Jean-Pierre Bat a acquis une certaine notoriété. D'abord en publiant fin 2012 une synthèse monumentale sur l'histoire de la Françafrique (Le syndrome Foccart, Folio Gallimard, 838 p.). Ensuite en organisant à Paris fin mars 2015 un colloque rendant compte de l'analyse et de l'exploitation du Fonds Foccart dont il a la charge aux Archives nationales. La publication de la fabrique des « barbouzes » coïncidait avec cet événement. le Monde en avait publié les bonnes feuilles. Son titre et son sous-titre laissaient augurer une histoire générale des réseaux Foccart en Afrique.
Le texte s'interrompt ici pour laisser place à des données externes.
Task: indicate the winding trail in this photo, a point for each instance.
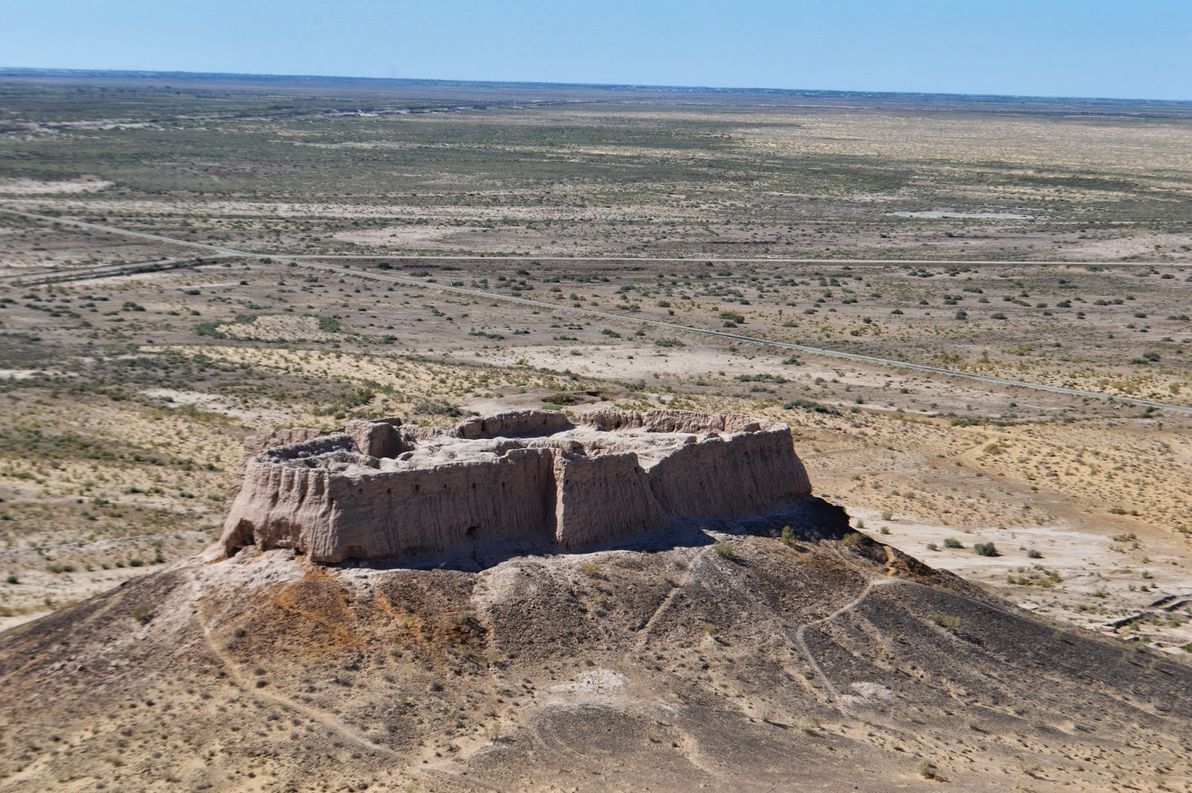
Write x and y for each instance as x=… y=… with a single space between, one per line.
x=244 y=682
x=800 y=638
x=860 y=358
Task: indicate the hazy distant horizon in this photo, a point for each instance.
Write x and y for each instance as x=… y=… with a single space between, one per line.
x=25 y=70
x=1010 y=48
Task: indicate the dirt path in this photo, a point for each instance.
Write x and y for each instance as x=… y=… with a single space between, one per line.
x=327 y=720
x=618 y=317
x=844 y=609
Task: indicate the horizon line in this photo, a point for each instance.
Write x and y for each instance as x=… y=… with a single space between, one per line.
x=18 y=70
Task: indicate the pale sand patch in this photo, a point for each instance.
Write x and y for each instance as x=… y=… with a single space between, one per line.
x=278 y=328
x=213 y=403
x=23 y=186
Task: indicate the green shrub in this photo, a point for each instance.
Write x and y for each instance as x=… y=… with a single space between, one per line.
x=985 y=549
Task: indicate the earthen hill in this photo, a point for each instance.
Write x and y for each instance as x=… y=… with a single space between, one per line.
x=389 y=490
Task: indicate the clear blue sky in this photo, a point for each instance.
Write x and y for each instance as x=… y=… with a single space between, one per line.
x=1075 y=48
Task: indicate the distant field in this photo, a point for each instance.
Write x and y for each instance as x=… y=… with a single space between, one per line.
x=1034 y=240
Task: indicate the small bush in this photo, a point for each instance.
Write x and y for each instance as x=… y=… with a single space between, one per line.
x=724 y=549
x=985 y=549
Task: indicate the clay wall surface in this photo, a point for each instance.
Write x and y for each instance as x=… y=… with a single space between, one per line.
x=386 y=490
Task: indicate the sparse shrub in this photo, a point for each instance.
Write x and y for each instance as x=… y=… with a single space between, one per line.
x=985 y=549
x=725 y=550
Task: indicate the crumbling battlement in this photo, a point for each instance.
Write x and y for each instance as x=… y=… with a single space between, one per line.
x=383 y=489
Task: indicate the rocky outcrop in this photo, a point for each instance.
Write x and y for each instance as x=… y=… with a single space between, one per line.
x=385 y=490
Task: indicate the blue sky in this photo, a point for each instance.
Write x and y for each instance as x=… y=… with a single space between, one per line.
x=1074 y=48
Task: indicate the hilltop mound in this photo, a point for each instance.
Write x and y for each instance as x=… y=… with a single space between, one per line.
x=531 y=479
x=764 y=652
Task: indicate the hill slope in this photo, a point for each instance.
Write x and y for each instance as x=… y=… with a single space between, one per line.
x=744 y=663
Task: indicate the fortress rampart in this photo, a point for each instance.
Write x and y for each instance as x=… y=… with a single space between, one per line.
x=384 y=489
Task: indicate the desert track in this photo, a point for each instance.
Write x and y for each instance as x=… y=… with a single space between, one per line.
x=223 y=251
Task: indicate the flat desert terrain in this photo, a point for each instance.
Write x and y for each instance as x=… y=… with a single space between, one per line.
x=973 y=313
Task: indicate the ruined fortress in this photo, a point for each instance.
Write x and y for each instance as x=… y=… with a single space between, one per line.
x=389 y=490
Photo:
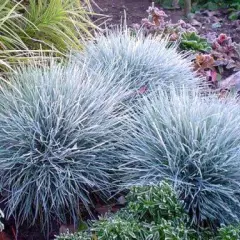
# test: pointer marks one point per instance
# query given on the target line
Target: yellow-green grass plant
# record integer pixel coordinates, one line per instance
(29, 29)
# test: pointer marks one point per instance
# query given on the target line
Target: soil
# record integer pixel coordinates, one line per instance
(212, 23)
(135, 12)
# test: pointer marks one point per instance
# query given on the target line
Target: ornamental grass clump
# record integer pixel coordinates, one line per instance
(58, 135)
(193, 142)
(145, 60)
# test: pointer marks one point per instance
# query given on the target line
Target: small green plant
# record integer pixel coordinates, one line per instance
(153, 212)
(177, 136)
(192, 41)
(229, 233)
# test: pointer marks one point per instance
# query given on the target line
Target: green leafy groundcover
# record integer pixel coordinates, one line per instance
(153, 212)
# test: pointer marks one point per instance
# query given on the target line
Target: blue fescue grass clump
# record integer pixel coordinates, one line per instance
(144, 60)
(57, 140)
(192, 141)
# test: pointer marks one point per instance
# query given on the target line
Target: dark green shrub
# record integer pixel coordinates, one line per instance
(153, 212)
(193, 142)
(229, 233)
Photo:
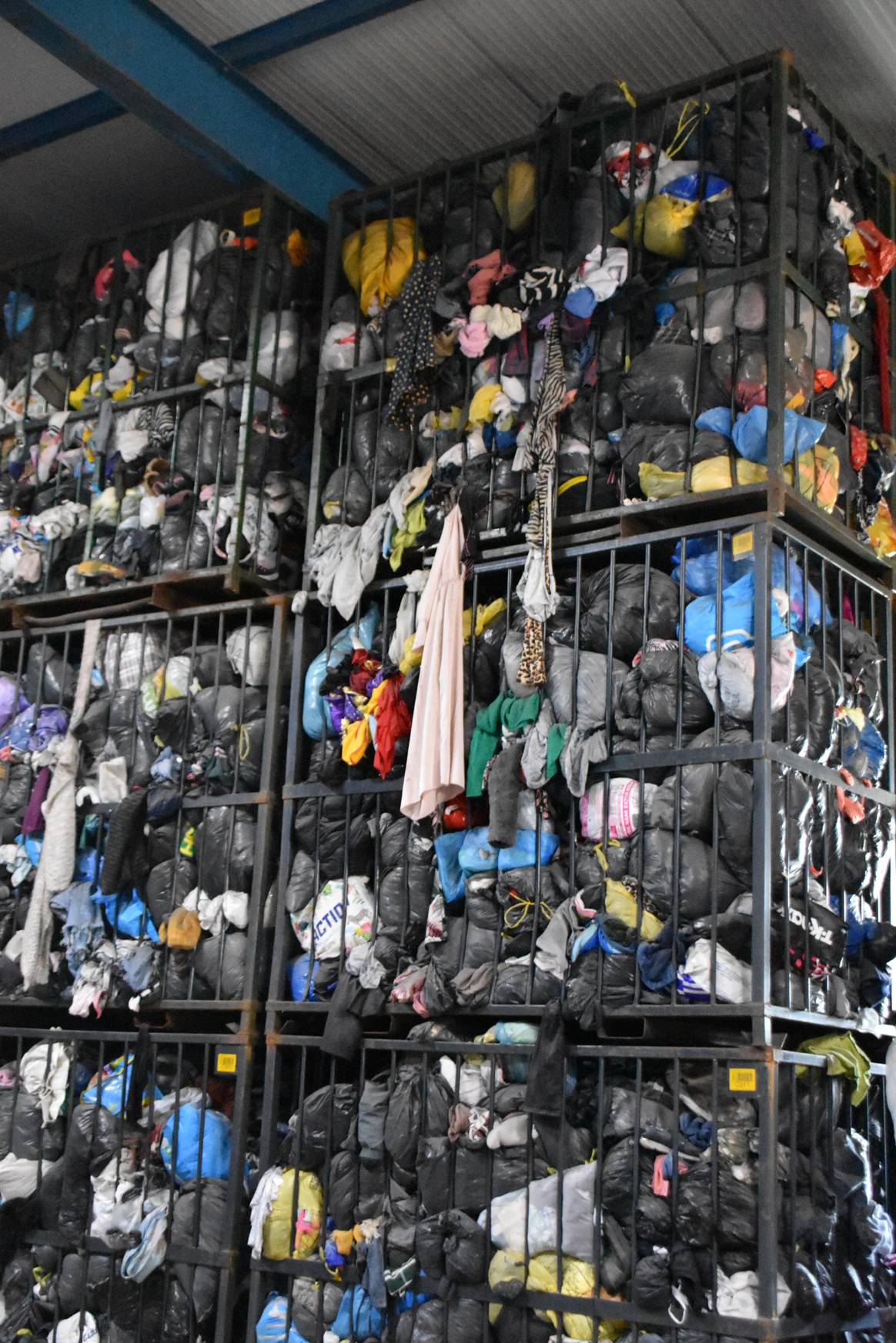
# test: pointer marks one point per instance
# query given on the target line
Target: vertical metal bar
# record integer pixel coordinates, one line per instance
(777, 262)
(762, 798)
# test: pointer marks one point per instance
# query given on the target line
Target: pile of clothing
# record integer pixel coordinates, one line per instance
(137, 1161)
(548, 877)
(445, 1169)
(537, 351)
(115, 890)
(99, 485)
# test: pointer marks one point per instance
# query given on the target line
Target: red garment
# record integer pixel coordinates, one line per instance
(858, 446)
(880, 256)
(393, 721)
(364, 668)
(104, 277)
(881, 349)
(483, 273)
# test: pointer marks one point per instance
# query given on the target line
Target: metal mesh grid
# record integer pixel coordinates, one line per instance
(734, 301)
(717, 845)
(122, 1182)
(182, 352)
(427, 1137)
(173, 806)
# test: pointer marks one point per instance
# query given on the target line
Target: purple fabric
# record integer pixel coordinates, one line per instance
(10, 700)
(32, 820)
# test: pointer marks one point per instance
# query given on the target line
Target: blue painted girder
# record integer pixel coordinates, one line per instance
(153, 68)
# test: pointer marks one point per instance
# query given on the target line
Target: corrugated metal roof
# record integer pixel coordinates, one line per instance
(214, 21)
(32, 81)
(443, 79)
(437, 79)
(99, 180)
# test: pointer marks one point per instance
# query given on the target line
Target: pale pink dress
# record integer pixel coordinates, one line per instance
(434, 770)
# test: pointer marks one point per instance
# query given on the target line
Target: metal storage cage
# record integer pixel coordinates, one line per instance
(156, 405)
(124, 1157)
(164, 821)
(748, 869)
(707, 288)
(418, 1186)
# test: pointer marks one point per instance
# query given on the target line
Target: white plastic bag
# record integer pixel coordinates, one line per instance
(321, 923)
(625, 809)
(167, 289)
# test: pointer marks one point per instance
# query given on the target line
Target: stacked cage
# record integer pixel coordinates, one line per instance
(156, 398)
(647, 353)
(140, 790)
(122, 1182)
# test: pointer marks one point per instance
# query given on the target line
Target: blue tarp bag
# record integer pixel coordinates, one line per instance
(126, 915)
(448, 860)
(751, 434)
(315, 716)
(112, 1090)
(521, 852)
(189, 1124)
(688, 187)
(272, 1323)
(737, 620)
(356, 1318)
(301, 979)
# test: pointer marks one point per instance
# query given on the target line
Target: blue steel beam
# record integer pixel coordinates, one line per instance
(246, 48)
(153, 68)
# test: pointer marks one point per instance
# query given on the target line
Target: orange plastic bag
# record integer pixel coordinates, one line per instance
(879, 254)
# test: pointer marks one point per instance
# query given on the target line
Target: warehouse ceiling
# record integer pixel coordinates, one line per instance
(434, 79)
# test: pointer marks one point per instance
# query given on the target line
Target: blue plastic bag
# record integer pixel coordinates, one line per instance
(688, 187)
(272, 1323)
(521, 852)
(356, 1316)
(126, 915)
(448, 860)
(315, 716)
(737, 623)
(703, 564)
(864, 753)
(189, 1123)
(476, 853)
(301, 982)
(18, 312)
(751, 434)
(112, 1090)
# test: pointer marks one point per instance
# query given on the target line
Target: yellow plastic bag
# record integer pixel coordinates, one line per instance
(481, 405)
(621, 904)
(277, 1231)
(484, 616)
(578, 1280)
(715, 473)
(504, 1267)
(657, 484)
(513, 198)
(660, 225)
(881, 533)
(818, 476)
(378, 269)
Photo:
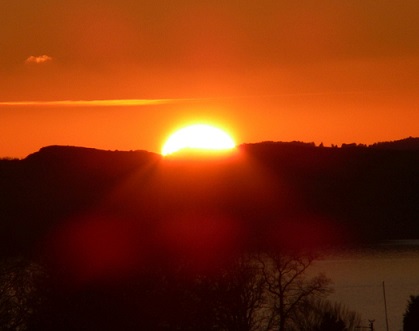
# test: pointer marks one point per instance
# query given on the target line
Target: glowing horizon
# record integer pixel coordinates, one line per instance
(198, 137)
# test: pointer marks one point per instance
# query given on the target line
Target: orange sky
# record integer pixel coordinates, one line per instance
(309, 70)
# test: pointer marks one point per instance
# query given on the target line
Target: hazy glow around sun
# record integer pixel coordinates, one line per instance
(198, 137)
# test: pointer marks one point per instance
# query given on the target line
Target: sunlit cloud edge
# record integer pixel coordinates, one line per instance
(93, 103)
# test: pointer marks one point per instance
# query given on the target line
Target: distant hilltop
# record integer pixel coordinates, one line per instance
(58, 151)
(410, 143)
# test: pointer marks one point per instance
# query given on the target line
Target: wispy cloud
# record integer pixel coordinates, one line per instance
(38, 59)
(93, 103)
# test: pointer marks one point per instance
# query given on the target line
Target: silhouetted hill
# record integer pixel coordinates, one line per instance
(291, 193)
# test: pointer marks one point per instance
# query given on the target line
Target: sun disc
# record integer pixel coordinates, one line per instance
(198, 137)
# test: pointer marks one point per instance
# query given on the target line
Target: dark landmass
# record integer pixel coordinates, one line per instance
(116, 240)
(355, 192)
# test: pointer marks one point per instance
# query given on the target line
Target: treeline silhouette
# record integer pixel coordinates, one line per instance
(356, 193)
(131, 240)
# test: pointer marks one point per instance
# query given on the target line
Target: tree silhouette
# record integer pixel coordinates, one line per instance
(20, 293)
(288, 285)
(411, 315)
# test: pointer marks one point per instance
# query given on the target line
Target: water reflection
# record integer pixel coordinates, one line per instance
(358, 274)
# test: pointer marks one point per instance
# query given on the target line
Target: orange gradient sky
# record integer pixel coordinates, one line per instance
(124, 74)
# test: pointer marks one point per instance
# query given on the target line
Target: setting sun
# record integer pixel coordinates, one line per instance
(198, 137)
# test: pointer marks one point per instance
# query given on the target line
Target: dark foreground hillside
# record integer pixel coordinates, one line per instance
(354, 192)
(117, 239)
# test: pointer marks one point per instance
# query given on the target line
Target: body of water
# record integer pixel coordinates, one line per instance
(358, 276)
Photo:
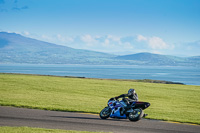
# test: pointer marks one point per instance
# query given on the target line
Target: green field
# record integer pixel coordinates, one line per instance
(37, 130)
(169, 102)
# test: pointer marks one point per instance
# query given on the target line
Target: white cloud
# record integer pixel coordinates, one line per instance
(64, 39)
(157, 43)
(87, 38)
(153, 42)
(141, 38)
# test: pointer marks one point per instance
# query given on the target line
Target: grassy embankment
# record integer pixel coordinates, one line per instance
(37, 130)
(169, 102)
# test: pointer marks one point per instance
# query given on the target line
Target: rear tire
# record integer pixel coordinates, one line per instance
(105, 113)
(136, 114)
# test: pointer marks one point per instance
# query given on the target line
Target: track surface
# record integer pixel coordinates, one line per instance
(10, 116)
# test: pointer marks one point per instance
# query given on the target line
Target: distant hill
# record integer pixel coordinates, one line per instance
(157, 59)
(15, 48)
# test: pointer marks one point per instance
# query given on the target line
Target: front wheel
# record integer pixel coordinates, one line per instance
(136, 114)
(105, 113)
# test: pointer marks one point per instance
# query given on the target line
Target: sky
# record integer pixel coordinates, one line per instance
(168, 27)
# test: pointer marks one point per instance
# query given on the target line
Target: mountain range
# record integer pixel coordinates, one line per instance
(15, 48)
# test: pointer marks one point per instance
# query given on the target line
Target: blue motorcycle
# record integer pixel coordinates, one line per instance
(115, 109)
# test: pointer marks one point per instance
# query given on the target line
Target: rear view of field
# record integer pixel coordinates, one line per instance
(168, 102)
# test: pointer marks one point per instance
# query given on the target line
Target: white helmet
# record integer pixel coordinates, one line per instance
(131, 92)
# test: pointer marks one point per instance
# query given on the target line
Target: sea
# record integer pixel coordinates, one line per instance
(186, 75)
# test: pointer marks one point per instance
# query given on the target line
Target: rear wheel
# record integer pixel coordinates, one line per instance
(105, 113)
(136, 114)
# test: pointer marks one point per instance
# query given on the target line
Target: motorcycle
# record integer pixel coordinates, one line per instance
(115, 109)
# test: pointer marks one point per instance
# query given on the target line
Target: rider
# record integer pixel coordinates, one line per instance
(132, 97)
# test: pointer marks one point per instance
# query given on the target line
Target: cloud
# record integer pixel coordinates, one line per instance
(157, 43)
(153, 42)
(2, 1)
(87, 39)
(141, 38)
(11, 6)
(19, 8)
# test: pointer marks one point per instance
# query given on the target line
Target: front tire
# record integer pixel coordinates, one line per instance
(105, 113)
(136, 114)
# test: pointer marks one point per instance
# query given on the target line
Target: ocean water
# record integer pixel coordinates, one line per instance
(186, 75)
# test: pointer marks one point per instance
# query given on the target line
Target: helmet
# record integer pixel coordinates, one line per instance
(131, 92)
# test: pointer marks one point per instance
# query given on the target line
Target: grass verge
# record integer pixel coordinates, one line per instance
(170, 102)
(37, 130)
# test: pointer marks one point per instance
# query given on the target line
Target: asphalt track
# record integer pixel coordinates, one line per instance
(10, 116)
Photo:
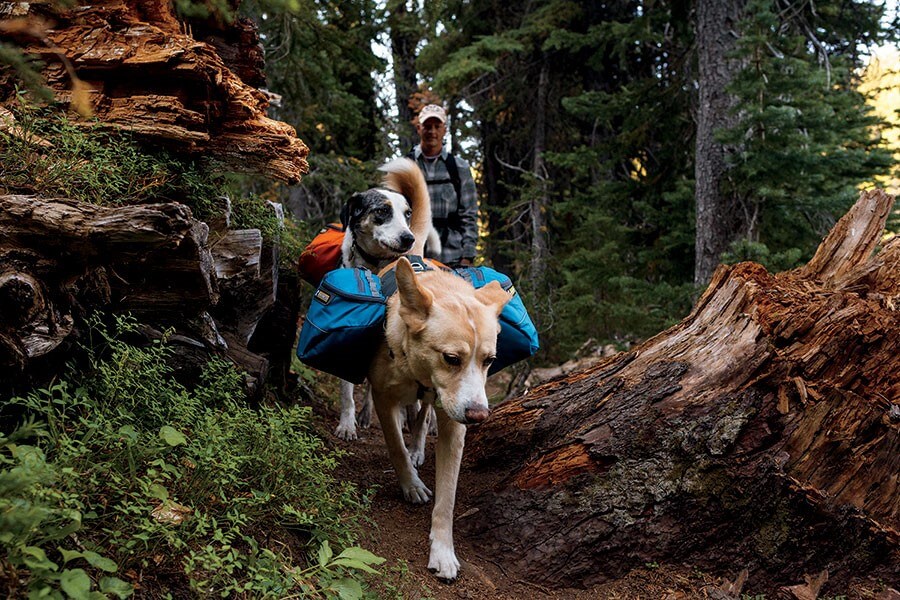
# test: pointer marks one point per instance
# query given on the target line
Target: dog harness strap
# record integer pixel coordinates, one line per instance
(372, 260)
(389, 279)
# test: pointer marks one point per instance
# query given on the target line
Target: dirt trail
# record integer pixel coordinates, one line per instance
(402, 538)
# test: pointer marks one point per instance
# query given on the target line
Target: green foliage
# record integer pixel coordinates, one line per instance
(94, 164)
(618, 141)
(319, 60)
(192, 481)
(37, 518)
(806, 139)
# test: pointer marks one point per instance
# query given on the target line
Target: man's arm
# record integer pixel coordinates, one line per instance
(468, 209)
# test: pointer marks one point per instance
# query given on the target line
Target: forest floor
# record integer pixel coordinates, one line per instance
(400, 535)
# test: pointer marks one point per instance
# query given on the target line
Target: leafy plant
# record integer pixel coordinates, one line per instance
(185, 481)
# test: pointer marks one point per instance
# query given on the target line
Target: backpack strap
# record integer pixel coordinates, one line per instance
(389, 279)
(452, 172)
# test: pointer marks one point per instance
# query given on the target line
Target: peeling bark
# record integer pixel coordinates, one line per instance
(143, 72)
(763, 431)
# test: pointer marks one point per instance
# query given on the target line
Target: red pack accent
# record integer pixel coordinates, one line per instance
(323, 254)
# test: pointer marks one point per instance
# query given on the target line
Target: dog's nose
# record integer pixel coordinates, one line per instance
(477, 414)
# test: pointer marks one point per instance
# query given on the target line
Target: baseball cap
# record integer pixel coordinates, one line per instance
(432, 111)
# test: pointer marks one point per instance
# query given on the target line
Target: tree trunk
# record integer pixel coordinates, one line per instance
(405, 31)
(718, 218)
(538, 203)
(136, 67)
(61, 260)
(762, 432)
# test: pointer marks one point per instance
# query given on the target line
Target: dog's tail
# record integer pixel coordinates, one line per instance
(404, 177)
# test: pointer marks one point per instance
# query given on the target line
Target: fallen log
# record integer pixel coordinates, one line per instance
(135, 66)
(761, 432)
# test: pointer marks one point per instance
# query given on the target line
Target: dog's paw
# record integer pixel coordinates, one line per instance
(417, 457)
(416, 492)
(346, 431)
(443, 563)
(364, 419)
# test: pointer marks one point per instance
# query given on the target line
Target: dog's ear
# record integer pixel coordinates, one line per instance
(415, 300)
(493, 295)
(352, 208)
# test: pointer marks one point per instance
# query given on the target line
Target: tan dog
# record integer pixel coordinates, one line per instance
(441, 335)
(382, 224)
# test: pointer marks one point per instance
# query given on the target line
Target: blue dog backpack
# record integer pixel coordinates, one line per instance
(344, 324)
(518, 337)
(345, 321)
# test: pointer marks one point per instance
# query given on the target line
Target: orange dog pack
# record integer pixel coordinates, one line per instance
(323, 254)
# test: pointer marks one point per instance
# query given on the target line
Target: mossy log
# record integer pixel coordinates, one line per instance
(137, 67)
(761, 432)
(61, 260)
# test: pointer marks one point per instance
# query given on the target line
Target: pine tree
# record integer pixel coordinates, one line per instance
(805, 138)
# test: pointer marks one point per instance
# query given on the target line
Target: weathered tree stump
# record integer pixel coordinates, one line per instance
(762, 432)
(61, 260)
(140, 69)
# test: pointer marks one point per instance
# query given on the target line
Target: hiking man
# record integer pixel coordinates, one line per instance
(454, 206)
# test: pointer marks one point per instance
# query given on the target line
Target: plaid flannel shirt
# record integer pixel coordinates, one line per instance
(458, 238)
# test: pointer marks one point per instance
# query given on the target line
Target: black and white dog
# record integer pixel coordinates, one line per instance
(382, 224)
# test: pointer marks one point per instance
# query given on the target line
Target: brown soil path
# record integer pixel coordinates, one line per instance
(401, 536)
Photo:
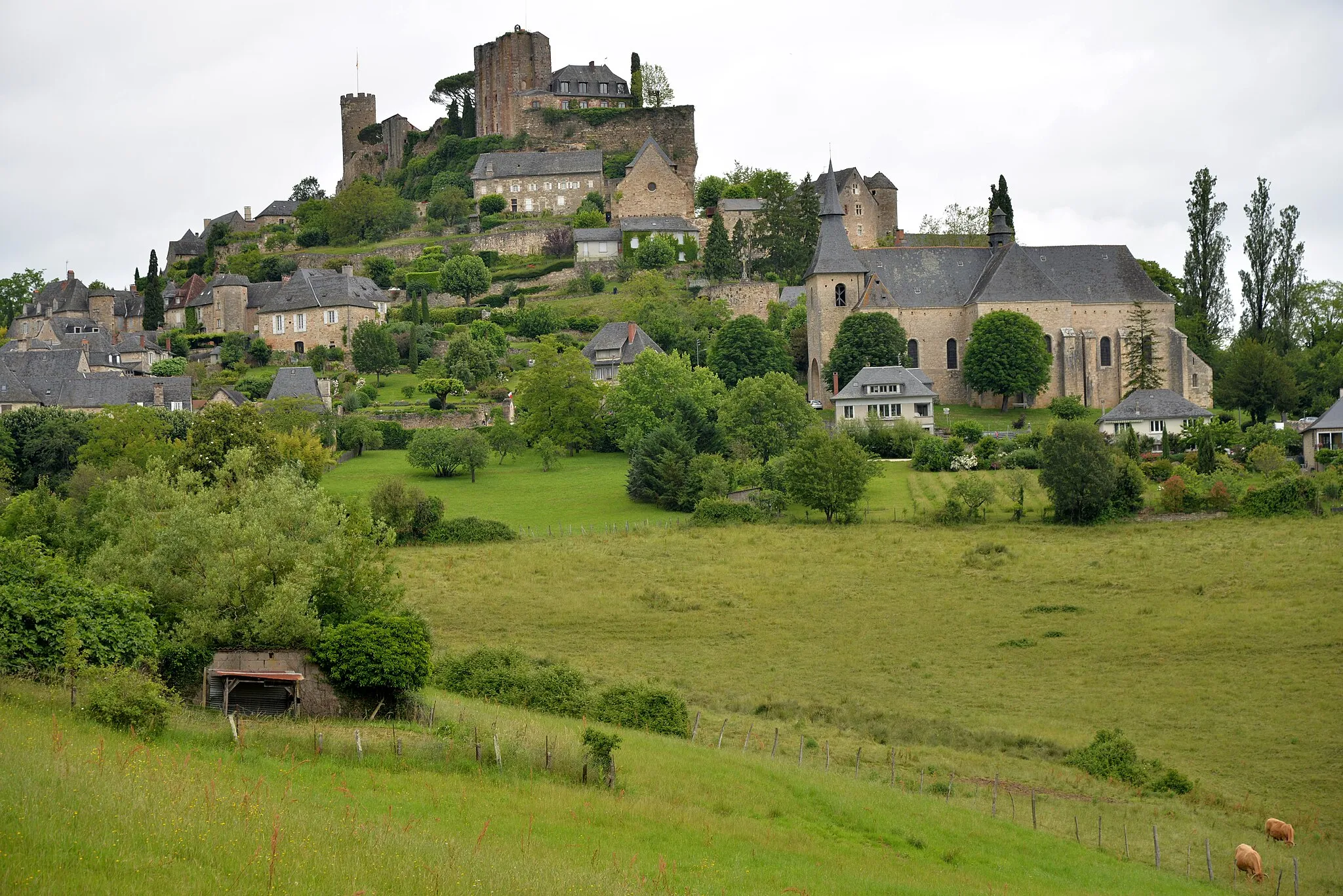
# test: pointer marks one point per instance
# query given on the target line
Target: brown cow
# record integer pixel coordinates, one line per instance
(1280, 830)
(1248, 861)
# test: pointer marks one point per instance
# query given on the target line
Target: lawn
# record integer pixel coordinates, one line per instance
(88, 809)
(582, 491)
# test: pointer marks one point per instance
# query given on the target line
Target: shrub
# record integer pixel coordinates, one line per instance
(128, 699)
(657, 710)
(721, 511)
(379, 655)
(469, 530)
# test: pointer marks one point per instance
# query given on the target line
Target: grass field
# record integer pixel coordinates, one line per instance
(85, 809)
Son contenu est beaucoup plus ciblé, qui renoue avec la thèse qu'il avait soutenu à l'Ecole des Chartes en 2006 et se focalise sur le Congo-Brazzaville et les années de l'indépendance.
En s'intéressant au Congo-Brazzaville, Jean-Pierre Bat met en lumière les deux priorités de la France gaulliste. La première est de maintenir son influence dans une colonie qui avait joué un rôle fondateur dans la geste de la France libre. La seconde est d'endiguer l'extension communiste qui menace l'ex-Congo belge. L'homme choisie pour mener à bien cette double politique est l'abbé Fulbert Youlou élu maire de Brazzaville en 1956 grâce au vote des Laris de la région du Pool. La France le préfère à Jean Félix-Tchicaya, pourfendeur du colonialisme à l'Assemblée nationale où il siège pendant toute la IVème République, et à Jacques Opangault, président de la section congolaise de la SFIO et chef du gouvernement jusqu'en 1958.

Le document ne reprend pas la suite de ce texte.